Foi principalmente na década de 80 que explorou mais amps da Fender. Mas foi já ali por 2010 que passou a integrar amiúde um Vibro King no seu rig. Talvez porque é um amp com uma sensibilidade particular para um som bluesy, cujo potente transformador e configuração de três altifalantes 10” permitem uma exemplar resposta dinâmica – ideal para a forma como o músico passou a controlar os pots de volume e tone na guitarra. Das poucas vezes em que abdicou de amps Marshall foi nas sessões do álbum “Guitar Shop” (1989). Então optou por um Princeton Reverb II e por um Twin Reverb.
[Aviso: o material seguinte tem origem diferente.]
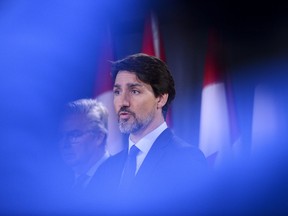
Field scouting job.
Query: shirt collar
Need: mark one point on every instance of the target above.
(146, 142)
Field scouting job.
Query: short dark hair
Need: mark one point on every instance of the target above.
(150, 70)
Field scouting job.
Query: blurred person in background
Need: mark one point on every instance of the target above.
(83, 135)
(165, 167)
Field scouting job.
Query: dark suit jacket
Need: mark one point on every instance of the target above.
(170, 170)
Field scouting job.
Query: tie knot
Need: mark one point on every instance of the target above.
(133, 151)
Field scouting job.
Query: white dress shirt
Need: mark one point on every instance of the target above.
(146, 143)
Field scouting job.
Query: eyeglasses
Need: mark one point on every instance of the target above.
(75, 136)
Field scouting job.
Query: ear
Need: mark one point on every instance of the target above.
(162, 100)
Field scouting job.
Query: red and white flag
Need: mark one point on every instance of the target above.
(104, 92)
(218, 126)
(153, 45)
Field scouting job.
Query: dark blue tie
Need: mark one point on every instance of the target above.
(129, 168)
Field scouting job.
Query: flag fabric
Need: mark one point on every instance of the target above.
(153, 45)
(104, 92)
(219, 134)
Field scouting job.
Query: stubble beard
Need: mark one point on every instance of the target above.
(136, 125)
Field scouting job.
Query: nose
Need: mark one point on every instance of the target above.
(122, 100)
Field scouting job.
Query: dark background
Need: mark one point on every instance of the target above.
(49, 52)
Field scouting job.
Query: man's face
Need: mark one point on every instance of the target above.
(135, 104)
(78, 140)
Presumivelmente, o Princeton para obter aquela distorção clássica de médios.
Quanto aos Twin, são dos amps com o som limpo mais cristalino de sempre e conjugam muito bem com pedais de efeitos, ainda que lhes falte algum “estalo”. É o seu guitar tech, Steve Prior, que recorda que o Twin não chegava para o trabalho todo nessa época: «O Jeff tentou gravar apenas com o Twin, mas o som não furava».
Entre esse período e a descoberta do JCM, Beck fidelizou-se durante uns tempos aos Fender Bassman. Foi em 1990 que a Fender produziu os reissues do 5F6-A Bassman. A primeira vaga foi construída em Corona, Califórnia, e possuía uma unidade rectifier solid-state. A coluna deste combo era a milagrosa configuração de quatro altifalantes alnico da Eminence de 10”. Quando a produção passou para a fábrica mexicana da Fender, o amp passou a ter a designação “59 Bassman LTD”.